Summarize in one or two sentences the problem you are solving in the market. Every business is solving a problem for its customers and filling a need in the market.
Solution

This is your product or service. How are you addressing the problem you have identified in the market?

Target market

Who is your ideal customer? How many of them are there? It’s important here to be specific.

If you’re a shoe company, you aren’t targeting “everyone” just because everyone has feet. You’re most likely targeting a specific market segment such as “style-conscious men” or “runners.” This will make it much easier for you to target your marketing and sales efforts and attract the kinds of customers that are most likely to buy from you.

Competition
How is your target market solving their problem today? Are there alternatives or substitutes in the market?

Every business has some form of competition and it’s critical to provide an overview in your executive summary.

Team
Provide a brief overview of your team and a short explanation of why you and your team are the right people to take your idea to market.

Investors put an enormous amount of weight on the team—even more than on the idea—because even a great idea needs great execution in order to become a reality.

Financial summary
Highlight the key aspects of your financial plan, ideally with a chart that shows your planned sales, expenses, and profitability.

If your business model (i.e., “how you make money”) needs additional explanation, this is where you would do it.

Funding requirements
If you are raising money to start or grow your business, you must include the details of what you need in the executive summary.

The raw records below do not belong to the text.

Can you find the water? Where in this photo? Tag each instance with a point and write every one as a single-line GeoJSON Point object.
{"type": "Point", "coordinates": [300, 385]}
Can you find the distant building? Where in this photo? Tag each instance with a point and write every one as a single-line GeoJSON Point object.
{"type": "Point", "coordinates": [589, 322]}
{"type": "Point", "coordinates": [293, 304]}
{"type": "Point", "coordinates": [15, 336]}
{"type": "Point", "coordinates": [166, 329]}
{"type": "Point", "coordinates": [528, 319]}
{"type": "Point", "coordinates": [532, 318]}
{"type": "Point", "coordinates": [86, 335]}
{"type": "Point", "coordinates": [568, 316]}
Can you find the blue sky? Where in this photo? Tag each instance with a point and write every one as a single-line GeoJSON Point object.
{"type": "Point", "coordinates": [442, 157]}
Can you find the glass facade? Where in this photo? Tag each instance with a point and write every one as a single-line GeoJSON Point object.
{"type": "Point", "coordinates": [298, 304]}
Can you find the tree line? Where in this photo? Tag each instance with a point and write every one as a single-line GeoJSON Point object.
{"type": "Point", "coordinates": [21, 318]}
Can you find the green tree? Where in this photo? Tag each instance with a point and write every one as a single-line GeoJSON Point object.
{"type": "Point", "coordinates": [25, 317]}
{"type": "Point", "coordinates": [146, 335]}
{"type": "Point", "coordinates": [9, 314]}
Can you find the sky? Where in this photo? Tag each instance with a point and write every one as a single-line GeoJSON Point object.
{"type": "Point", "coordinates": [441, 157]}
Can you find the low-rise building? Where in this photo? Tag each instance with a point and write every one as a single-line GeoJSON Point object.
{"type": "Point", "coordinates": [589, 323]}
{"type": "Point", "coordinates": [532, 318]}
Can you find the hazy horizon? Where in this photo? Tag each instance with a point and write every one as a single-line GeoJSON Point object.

Don’t bother to include terms of a potential investment, as that will always be negotiated later. Instead, just include a short statement indicating how much money you need to raise to get your business off the ground.

Milestones and traction
The last key element of an executive summary that investors will want to see is the progress that you’ve made so far and future milestones that you intend to hit. If you can show that your potential customers are already interested in—or perhaps already buying—your product or service, this is great to highlight.

You can skip the executive summary (or greatly reduce it in scope) if you are writing an internal business plan that’s purely a strategic guide for your company. In that case, you can dispense with details about the management team, funding requirements, and traction, and instead treat the executive summary as an overview of the strategic direction of the company, to ensure that all team members are on the same page.